Fake news : les raccourcis
Le scepticisme naît d’un manque d’immunité collective des truismes culturels. Comment alors stimuler la défense du corps social ? Bien entendu, cela passe en premier lieu par une vulgarisation efficace de toutes les cibles des théories complotistes. Par exemple le fonctionnement de la science et les fondements de la liberté d’expression et de la laïcité. Mais aussi par une compréhension de notre crédulité individuelle et collective face à la dynamique des fake news et des théories du complot, dans le but d’inhiber notre « moi faiseur » lorsqu’il se fait trop pressant.
Mais le savoir ne semble pas suffisant, il faut lui adjoindre un savoir-faire, sous la forme d’une compétence à contre-argumenter face aux fake news et au complotisme. Cette question de la défense des truismes, qui n’est pas nouvelle mais ressurgit à l’aune de l’actualité, a été formalisée par le psychologue William McGuire dans sa théorie de « l’inoculation psychologique », dont on constate un important retour dans les publications scientifiques de ces trois dernières années. Le but de l’inoculation psychologique est, par analogie avec l’inoculation biologique, d’aider les individus à créer leurs propres défenses, des « anticorps psychologiques », contre des tentatives extérieures d’influence.

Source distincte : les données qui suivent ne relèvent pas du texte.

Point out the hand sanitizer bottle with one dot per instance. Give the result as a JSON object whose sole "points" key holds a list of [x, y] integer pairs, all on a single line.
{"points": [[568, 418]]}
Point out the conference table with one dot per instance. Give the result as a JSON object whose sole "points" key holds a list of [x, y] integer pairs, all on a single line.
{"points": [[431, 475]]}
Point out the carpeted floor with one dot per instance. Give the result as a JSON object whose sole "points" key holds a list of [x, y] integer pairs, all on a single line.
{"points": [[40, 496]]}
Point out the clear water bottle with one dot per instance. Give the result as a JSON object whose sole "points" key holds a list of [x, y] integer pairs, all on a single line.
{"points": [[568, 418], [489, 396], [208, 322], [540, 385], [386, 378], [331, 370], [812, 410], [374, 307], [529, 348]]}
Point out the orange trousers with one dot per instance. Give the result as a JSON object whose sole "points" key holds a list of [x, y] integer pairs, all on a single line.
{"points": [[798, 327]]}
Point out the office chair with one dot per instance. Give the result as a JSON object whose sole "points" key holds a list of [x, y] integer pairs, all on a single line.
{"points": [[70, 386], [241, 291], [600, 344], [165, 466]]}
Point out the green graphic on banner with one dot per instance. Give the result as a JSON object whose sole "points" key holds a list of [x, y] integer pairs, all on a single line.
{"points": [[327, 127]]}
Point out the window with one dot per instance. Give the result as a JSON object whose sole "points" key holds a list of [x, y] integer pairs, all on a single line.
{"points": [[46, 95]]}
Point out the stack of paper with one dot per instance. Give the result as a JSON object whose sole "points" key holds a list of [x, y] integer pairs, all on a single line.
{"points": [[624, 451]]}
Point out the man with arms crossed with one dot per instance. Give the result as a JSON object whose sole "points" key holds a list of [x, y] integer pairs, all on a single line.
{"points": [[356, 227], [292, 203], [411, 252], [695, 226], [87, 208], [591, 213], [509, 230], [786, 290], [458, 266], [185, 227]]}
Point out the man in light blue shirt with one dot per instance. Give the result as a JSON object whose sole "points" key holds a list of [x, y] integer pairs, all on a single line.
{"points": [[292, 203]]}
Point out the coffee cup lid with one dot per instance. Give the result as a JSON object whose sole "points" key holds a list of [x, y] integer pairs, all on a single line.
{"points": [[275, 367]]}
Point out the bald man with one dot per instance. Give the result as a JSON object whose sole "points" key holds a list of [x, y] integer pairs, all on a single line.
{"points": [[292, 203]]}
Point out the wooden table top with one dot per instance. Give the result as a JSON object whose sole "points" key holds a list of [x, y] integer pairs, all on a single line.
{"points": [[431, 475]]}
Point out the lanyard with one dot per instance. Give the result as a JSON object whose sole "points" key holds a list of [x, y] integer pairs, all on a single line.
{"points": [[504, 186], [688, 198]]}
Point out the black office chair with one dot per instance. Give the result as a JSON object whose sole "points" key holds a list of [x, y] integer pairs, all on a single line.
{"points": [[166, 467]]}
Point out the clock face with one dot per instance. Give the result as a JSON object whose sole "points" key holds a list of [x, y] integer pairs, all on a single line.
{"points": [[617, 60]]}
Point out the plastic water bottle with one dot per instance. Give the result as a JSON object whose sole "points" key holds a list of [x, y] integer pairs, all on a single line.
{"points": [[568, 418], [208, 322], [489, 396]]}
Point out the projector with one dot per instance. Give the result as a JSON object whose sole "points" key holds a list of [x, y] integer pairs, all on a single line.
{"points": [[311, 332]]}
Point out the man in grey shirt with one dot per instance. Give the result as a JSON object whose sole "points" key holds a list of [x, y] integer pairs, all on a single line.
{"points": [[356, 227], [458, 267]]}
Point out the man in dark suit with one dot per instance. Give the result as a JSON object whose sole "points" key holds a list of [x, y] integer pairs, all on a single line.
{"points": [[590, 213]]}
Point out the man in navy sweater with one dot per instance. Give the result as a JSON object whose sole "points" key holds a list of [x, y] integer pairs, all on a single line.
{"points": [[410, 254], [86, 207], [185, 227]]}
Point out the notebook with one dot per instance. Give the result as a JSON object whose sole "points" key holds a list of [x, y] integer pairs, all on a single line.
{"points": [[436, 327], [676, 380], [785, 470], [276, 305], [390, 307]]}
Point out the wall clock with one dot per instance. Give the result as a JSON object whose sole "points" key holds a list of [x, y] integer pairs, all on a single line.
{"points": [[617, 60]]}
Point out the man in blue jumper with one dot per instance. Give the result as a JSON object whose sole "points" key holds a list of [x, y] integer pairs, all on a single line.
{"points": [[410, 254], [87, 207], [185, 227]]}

Tout comme en médecine, le corps social démocratique a besoin d’une immunité pour résister aux « infodémies », surtout s’il est fragilisé par une crise.
Un vaccin contre les complots
Le processus d’inoculation psychologique consiste en un entraînement inversé : apprendre à manier des stratégies complotistes, à produire des argumentations fallacieuses, et à remettre en cause les truismes dans le but d’en décortiquer les mécanismes, pour ensuite mieux les déconstruire à l’aide d’un véritable savoir-faire. S’entraîner à remettre en cause nos évidences n’est pas chose simple car il s’agit de vanter ce que l’on veut combattre pour mieux le maîtriser ensuite. C’est pourtant une voie prometteuse de la recherche contemporaine.
Un atelier d’inoculation se divise classiquement en trois sessions : une phase de défense, une phase d’attaque, et enfin une phase de réfutation. La phase de défense consiste à fournir ou produire des arguments favorables à l’idée que l’on souhaite défendre (par exemple, la liberté d’expression). Dans la phase d’attaque, les participants sont amenés à écouter ou bien à élaborer honnêtement et sincèrement des arguments défavorables à cette idée, mais aussi à utiliser les artifices complotistes classiques.
Dans notre exemple, il s’agit de remettre en cause la liberté d’expression. Dit autrement, ils se comportent l’espace d’un instant en adversaire et/ou en conspirationniste. Enfin, la phase de réfutation du protocole d’inoculation consiste à contre-argumenter dans le but de s’entraîner à stimuler ses défenses psychologiques. Le fait de pratiquer ces ateliers en petits groupes génère une « inoculation sociale », où l’on apprend aussi de ses pairs. Il existe aujourd’hui des expérimentations basées sur des « ateliers de démocratie » ou encore des « fake news games » où l’on apprend à simuler des rôles de complotiste et autres manipulateurs. Des chercheurs comme Jon Roozenbeek à Cambridge montrent à quel point ce type de pédagogie aide à réduire le pouvoir persuasif des faux articles de presse, à relativiser les théories conspirationnistes et aiguiser la défense de nos propres valeurs 6. La démocratie ne va pas de soi : nos sociétés ont plus que jamais besoin de développer et d’entraîner les compétences de leurs citoyens si elles veulent rester actrices de leur avenir.